Must the Different Suffer? A Review of “The Imitation Game”

The Imitation Game didn’t strike me as the kind of movie that would capture a large audience. So I was surprised to find that, even though the movie opened weeks ago, every showing on the evening I went to see it was sold out! And now I can see why. This is a great movie, on many levels!

The movie tells the fascinating, and ultimately tragic, story of Alan Turing, brilliantly played by Benedict Cumberbatch (who even resembles the real-life Turing). I’ve always been fascinated with Turing, the eccentric mathematical genius who cracked the allegedly unbreakable Nazi coding device (called “Enigma”) by creating his own mind-bogglingly complex and completely novel code-cracking machine. Among other things, the revolutionary “Turing Machine” became the prototype of the modern computer and first introduced the concept of Artificial Intelligence into the world.

Though I had read quite a bit about Turing, I learned some things from this fact-based movie. I didn’t know, for example, that Britain kept Germany from figuring out they had cracked their code by using it very selectively and leaking false sources of information to explain how they and their allies anticipated crucial Nazi invasions. And they relied on Turing and his team of mathematicians to calculate which Nazi attacks they should preempt and which they should allow, with the result that Turing and his team had to “play God” by deciding who would live and who would die. Historians claim this device shorted the war by at least two years and saved up to 14 million lives.

Part of what makes this movie great is that it hits on so many conflicting levels. For example, the movie has many humorous moments that play off of Turing’s complete inability to pick up on social cues, understand metaphors and jokes, and comprehend illogical feelings. But these humorous moments are bittersweet because they’re part of a larger story about how atypical people like Turing often suffer in isolation from, and at the hands of, the “normal” world.

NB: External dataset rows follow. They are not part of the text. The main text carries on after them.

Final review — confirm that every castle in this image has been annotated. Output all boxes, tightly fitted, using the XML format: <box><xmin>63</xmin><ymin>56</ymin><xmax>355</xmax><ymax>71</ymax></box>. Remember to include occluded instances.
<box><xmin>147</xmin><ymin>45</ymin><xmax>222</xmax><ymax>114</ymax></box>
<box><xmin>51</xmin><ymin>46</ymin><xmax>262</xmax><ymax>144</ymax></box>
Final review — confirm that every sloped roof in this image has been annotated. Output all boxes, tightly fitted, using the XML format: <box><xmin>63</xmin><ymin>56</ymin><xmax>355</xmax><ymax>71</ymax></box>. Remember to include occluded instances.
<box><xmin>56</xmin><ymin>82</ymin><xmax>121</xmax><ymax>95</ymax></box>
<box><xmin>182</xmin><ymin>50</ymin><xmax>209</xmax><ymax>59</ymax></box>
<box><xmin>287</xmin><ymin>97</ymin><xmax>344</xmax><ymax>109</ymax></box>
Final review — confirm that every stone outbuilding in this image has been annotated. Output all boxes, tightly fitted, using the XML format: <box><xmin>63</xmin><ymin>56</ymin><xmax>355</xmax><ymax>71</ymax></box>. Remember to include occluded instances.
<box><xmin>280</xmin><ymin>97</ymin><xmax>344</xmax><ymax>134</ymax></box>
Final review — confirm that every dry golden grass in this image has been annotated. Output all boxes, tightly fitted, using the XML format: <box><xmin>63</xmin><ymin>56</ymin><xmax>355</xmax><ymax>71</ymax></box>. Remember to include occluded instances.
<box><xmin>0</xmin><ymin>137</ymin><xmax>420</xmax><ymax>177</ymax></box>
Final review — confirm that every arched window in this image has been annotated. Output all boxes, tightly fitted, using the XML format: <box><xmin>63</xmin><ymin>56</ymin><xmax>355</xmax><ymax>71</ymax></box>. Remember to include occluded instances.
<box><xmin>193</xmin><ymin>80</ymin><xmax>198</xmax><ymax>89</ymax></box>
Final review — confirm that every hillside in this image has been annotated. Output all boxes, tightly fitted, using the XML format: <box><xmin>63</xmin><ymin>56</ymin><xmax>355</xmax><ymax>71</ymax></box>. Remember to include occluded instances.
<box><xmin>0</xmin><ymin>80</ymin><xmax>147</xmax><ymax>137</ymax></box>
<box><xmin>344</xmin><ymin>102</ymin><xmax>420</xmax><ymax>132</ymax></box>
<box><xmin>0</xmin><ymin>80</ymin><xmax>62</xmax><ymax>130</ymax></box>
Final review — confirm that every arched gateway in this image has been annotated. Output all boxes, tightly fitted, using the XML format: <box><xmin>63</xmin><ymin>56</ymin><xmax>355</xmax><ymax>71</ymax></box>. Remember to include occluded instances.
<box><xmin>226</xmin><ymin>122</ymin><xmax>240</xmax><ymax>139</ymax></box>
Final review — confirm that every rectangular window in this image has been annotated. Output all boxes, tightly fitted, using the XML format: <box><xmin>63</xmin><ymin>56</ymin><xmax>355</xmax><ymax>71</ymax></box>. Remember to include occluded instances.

Along the same lines, the story is beautiful inasmuch as it illustrates how it’s often people who are rejected by “normal” people who end up doing great things for the very people who rejected them. Several times we hear the quote: “Sometimes it is the people no one imagines anything of who do the things no one can imagine.” But this too is bittersweet. Because the Turing machine had to be kept secret, even after the war, no one other than his team ever learns of his accomplishments, so he continues to live as an isolated reject. Intensifying his isolation is the fact that Turing was gay at a time when homosexuality was considered a crime. The movie poignantly conveys the pain of a man who longed to be known and loved, but whose genius and sexual orientation ensured this would never happen. And the movie powerfully communicates the truth that a life lived under these excruciating conditions is literally unlivable.

The final thing I’ll say is that part of what made this movie great is that it raises so many excellent questions, some of which are: Why do people turn on people who are different from them? Are humans destined to “play God” by deciding who lives and who dies? How much should logic verses feelings play into that decision? Why do people enjoy violence? What is the difference between humans and machines? And, more particularly, can machines ever be made to “think”? Perhaps most importantly, will “normal” society ever be able to “think” and to thereby stop giving in to irrational impulses to persecute those who deviate from its norm?

The movie is well-acted, funny, sad, thought-provoking and true. What more could you ever ask of a movie?